Eso no significa que la red esté a punto de ser quebrada. Lo que refleja el debate actual es una discusión preventiva sobre tiempos de preparación, mecanismos de actualización y coordinación social. En ese marco, la postura de Bernstein intenta bajar el tono apocalíptico: el riesgo es real, pero el mercado ya lo estaría valorando y la comunidad aún tendría margen para responder.
La lectura también sirve para explicar por qué el tema pasó de los foros técnicos a los escritorios de análisis financiero. Cuando Bitcoin alcanza dimensiones institucionales, las preguntas sobre seguridad futura dejan de ser un asunto exclusivo de desarrolladores. También pasan a influir en estrategias de inversión, productos regulados y decisiones corporativas de tesorería.
Por ahora, el debate parece moverse en dos planos paralelos.
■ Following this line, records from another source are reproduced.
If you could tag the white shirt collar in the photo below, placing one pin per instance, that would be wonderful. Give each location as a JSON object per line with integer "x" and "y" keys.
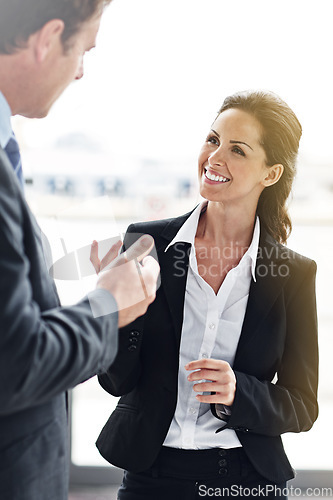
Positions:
{"x": 187, "y": 232}
{"x": 5, "y": 123}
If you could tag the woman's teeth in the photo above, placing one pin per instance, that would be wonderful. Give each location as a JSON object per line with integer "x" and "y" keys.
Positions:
{"x": 216, "y": 178}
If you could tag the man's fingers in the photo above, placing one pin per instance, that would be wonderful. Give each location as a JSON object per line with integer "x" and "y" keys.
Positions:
{"x": 111, "y": 255}
{"x": 94, "y": 256}
{"x": 207, "y": 363}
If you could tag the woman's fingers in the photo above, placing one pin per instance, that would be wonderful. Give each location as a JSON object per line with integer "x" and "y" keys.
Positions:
{"x": 216, "y": 376}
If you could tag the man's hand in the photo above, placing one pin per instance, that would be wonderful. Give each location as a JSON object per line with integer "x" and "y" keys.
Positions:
{"x": 215, "y": 376}
{"x": 131, "y": 282}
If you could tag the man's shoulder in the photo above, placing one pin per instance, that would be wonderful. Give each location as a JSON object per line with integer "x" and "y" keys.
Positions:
{"x": 156, "y": 227}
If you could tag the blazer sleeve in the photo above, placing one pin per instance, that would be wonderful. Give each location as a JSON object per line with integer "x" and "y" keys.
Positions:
{"x": 42, "y": 353}
{"x": 290, "y": 405}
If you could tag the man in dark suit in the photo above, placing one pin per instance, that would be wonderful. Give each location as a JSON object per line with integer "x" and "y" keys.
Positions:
{"x": 46, "y": 349}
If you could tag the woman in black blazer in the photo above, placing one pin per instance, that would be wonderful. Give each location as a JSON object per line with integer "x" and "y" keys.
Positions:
{"x": 225, "y": 360}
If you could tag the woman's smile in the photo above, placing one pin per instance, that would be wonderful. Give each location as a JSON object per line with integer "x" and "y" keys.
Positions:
{"x": 213, "y": 177}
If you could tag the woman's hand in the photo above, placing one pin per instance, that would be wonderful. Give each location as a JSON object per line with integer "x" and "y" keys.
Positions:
{"x": 220, "y": 379}
{"x": 99, "y": 265}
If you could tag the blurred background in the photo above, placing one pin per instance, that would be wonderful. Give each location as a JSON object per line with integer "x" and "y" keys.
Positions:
{"x": 121, "y": 145}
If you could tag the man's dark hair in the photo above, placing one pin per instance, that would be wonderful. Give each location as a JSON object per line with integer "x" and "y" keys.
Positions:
{"x": 21, "y": 18}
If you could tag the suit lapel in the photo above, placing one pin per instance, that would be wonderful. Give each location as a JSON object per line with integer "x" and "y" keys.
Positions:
{"x": 272, "y": 272}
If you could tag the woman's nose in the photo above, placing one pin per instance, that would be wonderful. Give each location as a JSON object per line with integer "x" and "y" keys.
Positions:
{"x": 217, "y": 157}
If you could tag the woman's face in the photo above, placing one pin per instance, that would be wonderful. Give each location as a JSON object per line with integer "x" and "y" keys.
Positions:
{"x": 232, "y": 163}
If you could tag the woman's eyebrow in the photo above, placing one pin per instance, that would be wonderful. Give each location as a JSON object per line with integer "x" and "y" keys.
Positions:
{"x": 240, "y": 142}
{"x": 232, "y": 142}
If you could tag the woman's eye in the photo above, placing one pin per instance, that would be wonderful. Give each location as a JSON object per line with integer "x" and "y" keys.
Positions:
{"x": 212, "y": 139}
{"x": 238, "y": 150}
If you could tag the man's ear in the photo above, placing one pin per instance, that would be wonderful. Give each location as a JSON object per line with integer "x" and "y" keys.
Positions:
{"x": 273, "y": 175}
{"x": 47, "y": 38}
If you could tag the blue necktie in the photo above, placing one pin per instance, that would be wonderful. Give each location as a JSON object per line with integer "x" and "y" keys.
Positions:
{"x": 13, "y": 153}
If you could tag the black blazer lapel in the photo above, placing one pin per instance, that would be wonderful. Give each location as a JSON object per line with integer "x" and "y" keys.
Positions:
{"x": 272, "y": 272}
{"x": 174, "y": 267}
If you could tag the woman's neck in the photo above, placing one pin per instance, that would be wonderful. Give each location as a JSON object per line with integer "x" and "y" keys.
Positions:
{"x": 224, "y": 226}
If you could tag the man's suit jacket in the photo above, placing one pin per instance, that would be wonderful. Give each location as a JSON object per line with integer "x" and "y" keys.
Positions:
{"x": 44, "y": 350}
{"x": 279, "y": 336}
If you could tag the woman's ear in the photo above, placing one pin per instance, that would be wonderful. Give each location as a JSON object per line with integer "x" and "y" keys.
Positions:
{"x": 274, "y": 174}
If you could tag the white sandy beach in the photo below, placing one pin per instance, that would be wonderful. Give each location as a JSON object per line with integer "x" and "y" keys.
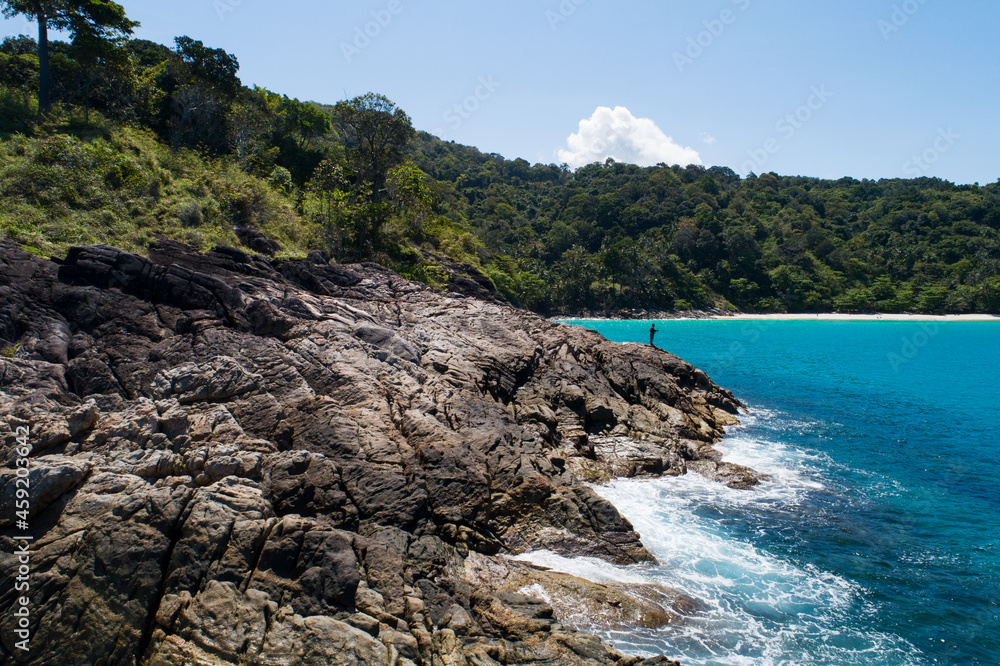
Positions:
{"x": 836, "y": 316}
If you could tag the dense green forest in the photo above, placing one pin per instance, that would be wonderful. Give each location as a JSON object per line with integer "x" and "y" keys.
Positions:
{"x": 139, "y": 139}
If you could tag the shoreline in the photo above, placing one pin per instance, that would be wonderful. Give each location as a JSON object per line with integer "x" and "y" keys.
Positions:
{"x": 827, "y": 316}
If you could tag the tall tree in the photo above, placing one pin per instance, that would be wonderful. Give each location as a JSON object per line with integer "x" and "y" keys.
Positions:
{"x": 382, "y": 132}
{"x": 99, "y": 19}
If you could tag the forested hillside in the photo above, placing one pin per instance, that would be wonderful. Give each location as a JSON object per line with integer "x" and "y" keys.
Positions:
{"x": 142, "y": 139}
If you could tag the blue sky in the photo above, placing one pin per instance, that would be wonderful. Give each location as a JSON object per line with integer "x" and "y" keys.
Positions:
{"x": 862, "y": 88}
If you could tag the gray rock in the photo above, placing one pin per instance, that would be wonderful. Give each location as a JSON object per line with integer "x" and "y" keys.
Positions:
{"x": 244, "y": 461}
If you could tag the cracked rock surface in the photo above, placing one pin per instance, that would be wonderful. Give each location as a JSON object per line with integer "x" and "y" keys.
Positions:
{"x": 238, "y": 460}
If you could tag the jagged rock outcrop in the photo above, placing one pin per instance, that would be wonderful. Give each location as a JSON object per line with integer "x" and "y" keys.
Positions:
{"x": 238, "y": 460}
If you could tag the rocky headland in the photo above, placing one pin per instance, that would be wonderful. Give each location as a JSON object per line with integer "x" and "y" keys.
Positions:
{"x": 236, "y": 460}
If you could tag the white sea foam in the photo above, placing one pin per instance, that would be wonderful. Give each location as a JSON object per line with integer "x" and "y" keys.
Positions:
{"x": 763, "y": 609}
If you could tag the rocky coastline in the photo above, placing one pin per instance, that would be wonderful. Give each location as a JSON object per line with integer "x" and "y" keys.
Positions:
{"x": 239, "y": 460}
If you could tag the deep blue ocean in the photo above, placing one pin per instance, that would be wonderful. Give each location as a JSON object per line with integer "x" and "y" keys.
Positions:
{"x": 876, "y": 540}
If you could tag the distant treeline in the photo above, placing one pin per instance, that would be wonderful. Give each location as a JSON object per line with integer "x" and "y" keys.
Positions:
{"x": 145, "y": 139}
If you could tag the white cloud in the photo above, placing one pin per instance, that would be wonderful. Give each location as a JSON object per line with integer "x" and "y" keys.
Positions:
{"x": 618, "y": 134}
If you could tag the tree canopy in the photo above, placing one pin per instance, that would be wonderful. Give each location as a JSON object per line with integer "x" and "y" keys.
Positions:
{"x": 83, "y": 19}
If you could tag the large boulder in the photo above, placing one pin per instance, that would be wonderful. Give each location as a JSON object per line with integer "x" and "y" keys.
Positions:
{"x": 233, "y": 460}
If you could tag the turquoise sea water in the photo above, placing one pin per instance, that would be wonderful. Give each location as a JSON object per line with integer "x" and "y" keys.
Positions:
{"x": 876, "y": 540}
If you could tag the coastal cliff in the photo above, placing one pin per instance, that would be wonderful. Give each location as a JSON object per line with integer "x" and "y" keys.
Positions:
{"x": 236, "y": 460}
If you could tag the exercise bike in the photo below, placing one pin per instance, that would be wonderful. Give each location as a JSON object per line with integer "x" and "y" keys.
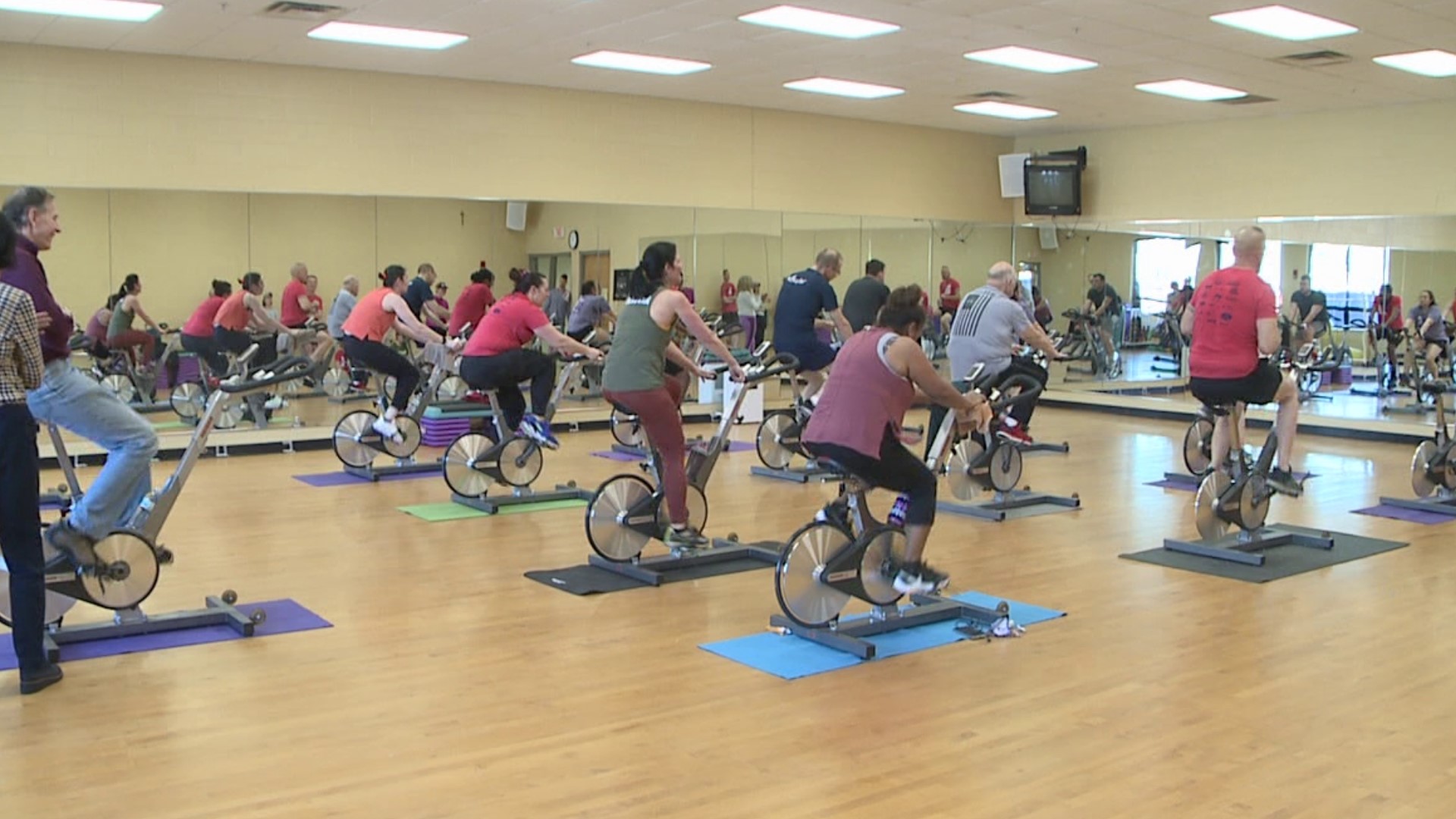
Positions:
{"x": 628, "y": 512}
{"x": 357, "y": 444}
{"x": 1239, "y": 497}
{"x": 846, "y": 553}
{"x": 130, "y": 558}
{"x": 475, "y": 461}
{"x": 1433, "y": 466}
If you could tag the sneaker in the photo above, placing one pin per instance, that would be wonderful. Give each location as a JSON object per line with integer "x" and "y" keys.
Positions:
{"x": 538, "y": 430}
{"x": 685, "y": 538}
{"x": 1285, "y": 482}
{"x": 73, "y": 545}
{"x": 388, "y": 428}
{"x": 41, "y": 679}
{"x": 919, "y": 579}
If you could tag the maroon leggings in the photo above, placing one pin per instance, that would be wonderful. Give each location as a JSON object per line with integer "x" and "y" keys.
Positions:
{"x": 657, "y": 413}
Uno es el técnico, donde propuestas como BIP-360 buscan reducir vulnerabilidades concretas. El otro es el social, donde se definirá si la comunidad puede alcanzar acuerdos amplios sobre qué cambiar, cuándo hacerlo y cómo tratar los BTC que no podrán migrarse fácilmente.
En ese cruce entre criptografía, gobernanza e incentivos económicos, la discusión poscuántica de Bitcoin apenas comienza a tomar forma. Y aunque la presión aumentó tras las estimaciones asociadas a Google, la señal central del informe de Bernstein es que el mercado no está reaccionando como si enfrentara un colapso inminente, sino como si evaluara un riesgo serio pero todavía administrable.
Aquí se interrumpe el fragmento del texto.